Authors of short papers such as letters or editorials often express complementary opinions, and sometimes contradictory
ones, on related work in previously published articles. The MEDLINE® citations for such short papers are required to
list bibliographic data on these "commented on" articles in a "CON" field. The challenge is to automatically identify the
CON articles referred to by the author of the short paper (called "Comment-in" or CIN paper). Our approach is to use
support vector machines (SVM) to first classify a paper as either a CIN or a regular full-length article (which is exempt
from this requirement), and then to extract from the CIN paper the bibliographic data of the CON articles. A solution to
the first part of the problem, identifying CIN articles, is addressed here. We implement and compare the performance of
two types of SVM, one with a linear kernel function and the other with a radial basis kernel function (RBF). Input
feature vectors for the SVMs are created by combining four types of features based on statistics of words in the article
title, words that suggest the article type (letter, correspondence, editorial), size of body text, and cue phrases.

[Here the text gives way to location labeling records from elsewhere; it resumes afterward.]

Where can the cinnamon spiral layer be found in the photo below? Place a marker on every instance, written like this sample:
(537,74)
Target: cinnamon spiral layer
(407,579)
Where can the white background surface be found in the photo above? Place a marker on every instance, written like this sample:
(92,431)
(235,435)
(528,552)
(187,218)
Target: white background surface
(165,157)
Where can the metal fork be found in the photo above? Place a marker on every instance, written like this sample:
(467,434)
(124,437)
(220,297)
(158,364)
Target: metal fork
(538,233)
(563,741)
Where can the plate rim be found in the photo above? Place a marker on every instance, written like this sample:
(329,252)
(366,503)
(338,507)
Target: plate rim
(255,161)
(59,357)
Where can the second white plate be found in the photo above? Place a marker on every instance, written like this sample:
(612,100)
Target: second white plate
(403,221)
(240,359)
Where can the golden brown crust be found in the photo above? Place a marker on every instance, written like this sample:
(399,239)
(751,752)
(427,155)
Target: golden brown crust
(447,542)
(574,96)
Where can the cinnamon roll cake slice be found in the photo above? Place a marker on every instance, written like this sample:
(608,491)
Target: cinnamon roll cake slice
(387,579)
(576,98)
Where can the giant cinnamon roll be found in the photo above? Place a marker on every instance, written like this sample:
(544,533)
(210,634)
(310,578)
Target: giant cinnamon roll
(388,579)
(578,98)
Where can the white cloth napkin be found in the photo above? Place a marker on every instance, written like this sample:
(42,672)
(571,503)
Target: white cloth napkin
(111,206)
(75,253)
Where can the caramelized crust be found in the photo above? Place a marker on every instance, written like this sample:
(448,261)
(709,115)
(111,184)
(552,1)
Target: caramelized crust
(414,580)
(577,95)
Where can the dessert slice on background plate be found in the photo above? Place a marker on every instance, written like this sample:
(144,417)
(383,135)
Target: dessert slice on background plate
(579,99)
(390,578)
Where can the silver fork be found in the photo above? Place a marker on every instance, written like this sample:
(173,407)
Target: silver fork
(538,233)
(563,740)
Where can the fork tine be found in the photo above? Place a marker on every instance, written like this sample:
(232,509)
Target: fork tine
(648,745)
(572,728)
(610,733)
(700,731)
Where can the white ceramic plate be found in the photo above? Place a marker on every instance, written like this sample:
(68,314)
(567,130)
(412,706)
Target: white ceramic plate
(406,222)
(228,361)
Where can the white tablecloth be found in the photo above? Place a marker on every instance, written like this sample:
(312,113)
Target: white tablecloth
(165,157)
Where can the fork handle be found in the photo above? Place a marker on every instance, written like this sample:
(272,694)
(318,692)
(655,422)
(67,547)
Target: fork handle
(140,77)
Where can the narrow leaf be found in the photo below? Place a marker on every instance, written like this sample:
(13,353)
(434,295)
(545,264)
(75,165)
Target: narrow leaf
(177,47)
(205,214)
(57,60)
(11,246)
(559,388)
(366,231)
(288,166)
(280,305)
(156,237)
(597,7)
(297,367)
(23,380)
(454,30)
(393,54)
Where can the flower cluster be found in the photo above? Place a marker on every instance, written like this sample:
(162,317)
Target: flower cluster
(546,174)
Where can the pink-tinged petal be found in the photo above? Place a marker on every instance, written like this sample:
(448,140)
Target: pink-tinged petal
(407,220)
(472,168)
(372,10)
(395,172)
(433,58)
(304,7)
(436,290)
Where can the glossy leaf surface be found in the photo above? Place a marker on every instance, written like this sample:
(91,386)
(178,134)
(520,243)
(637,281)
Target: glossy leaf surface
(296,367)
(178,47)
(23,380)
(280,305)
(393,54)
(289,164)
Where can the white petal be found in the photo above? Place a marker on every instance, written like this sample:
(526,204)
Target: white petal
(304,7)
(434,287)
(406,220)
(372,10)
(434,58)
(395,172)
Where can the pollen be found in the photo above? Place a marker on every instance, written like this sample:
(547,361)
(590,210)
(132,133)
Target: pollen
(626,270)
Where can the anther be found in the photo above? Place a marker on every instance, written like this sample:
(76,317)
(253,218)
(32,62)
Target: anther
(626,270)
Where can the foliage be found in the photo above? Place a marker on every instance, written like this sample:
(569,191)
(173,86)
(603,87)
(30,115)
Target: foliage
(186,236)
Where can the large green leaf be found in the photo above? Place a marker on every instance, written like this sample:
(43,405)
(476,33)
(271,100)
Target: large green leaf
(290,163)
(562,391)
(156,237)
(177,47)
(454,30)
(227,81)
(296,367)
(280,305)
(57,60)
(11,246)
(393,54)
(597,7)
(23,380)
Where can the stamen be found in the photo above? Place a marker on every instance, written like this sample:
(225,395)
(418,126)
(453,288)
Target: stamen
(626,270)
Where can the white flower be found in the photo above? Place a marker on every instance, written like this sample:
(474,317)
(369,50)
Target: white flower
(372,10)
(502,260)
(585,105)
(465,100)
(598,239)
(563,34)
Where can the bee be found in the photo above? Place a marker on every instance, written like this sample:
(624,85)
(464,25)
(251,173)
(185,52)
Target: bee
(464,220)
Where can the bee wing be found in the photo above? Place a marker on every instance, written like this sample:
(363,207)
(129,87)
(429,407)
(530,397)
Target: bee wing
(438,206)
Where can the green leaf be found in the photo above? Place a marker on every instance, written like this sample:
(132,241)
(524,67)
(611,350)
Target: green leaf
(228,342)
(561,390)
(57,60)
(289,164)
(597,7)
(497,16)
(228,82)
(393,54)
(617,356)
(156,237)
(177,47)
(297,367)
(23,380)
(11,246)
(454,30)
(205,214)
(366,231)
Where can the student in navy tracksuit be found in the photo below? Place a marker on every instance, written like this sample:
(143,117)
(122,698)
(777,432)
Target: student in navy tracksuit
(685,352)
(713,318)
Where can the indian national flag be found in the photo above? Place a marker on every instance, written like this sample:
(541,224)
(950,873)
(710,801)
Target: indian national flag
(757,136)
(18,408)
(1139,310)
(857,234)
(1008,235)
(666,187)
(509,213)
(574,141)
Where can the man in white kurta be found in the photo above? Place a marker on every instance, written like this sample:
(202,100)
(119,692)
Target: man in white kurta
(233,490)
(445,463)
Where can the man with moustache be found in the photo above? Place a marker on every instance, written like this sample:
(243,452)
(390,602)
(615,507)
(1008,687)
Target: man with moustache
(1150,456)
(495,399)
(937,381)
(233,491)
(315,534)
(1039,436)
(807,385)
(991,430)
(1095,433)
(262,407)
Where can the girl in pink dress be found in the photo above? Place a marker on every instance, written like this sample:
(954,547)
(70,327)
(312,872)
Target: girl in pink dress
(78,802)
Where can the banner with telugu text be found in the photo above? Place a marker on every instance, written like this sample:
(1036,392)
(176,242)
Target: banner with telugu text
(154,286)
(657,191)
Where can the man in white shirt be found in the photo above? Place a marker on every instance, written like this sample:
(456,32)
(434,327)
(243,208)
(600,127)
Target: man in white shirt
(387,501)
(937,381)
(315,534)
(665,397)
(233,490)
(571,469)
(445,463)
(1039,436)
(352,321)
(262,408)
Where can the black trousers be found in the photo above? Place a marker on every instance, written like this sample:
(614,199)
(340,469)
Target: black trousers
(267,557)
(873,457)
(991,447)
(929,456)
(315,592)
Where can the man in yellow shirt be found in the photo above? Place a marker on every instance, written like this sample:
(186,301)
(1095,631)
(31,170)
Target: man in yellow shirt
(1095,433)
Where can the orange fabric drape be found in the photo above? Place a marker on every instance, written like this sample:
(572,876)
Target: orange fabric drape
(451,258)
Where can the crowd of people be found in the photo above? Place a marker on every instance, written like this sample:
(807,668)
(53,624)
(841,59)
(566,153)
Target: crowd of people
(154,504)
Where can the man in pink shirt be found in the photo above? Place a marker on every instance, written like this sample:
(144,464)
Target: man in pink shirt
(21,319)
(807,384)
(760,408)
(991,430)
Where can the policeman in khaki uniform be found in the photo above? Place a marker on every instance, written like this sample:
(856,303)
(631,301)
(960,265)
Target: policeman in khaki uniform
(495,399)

Experiments conducted on a set of online biomedical articles show that the SVM with a linear kernel function yields a
significantly lower false negative error rate than the one with an RBF. Our experiments also show that the SVM with a
linear kernel function achieves a significantly higher level of accuracy, and lower false positive and false negative error
rates by using input feature vectors created by combining all four types of features rather than any single type.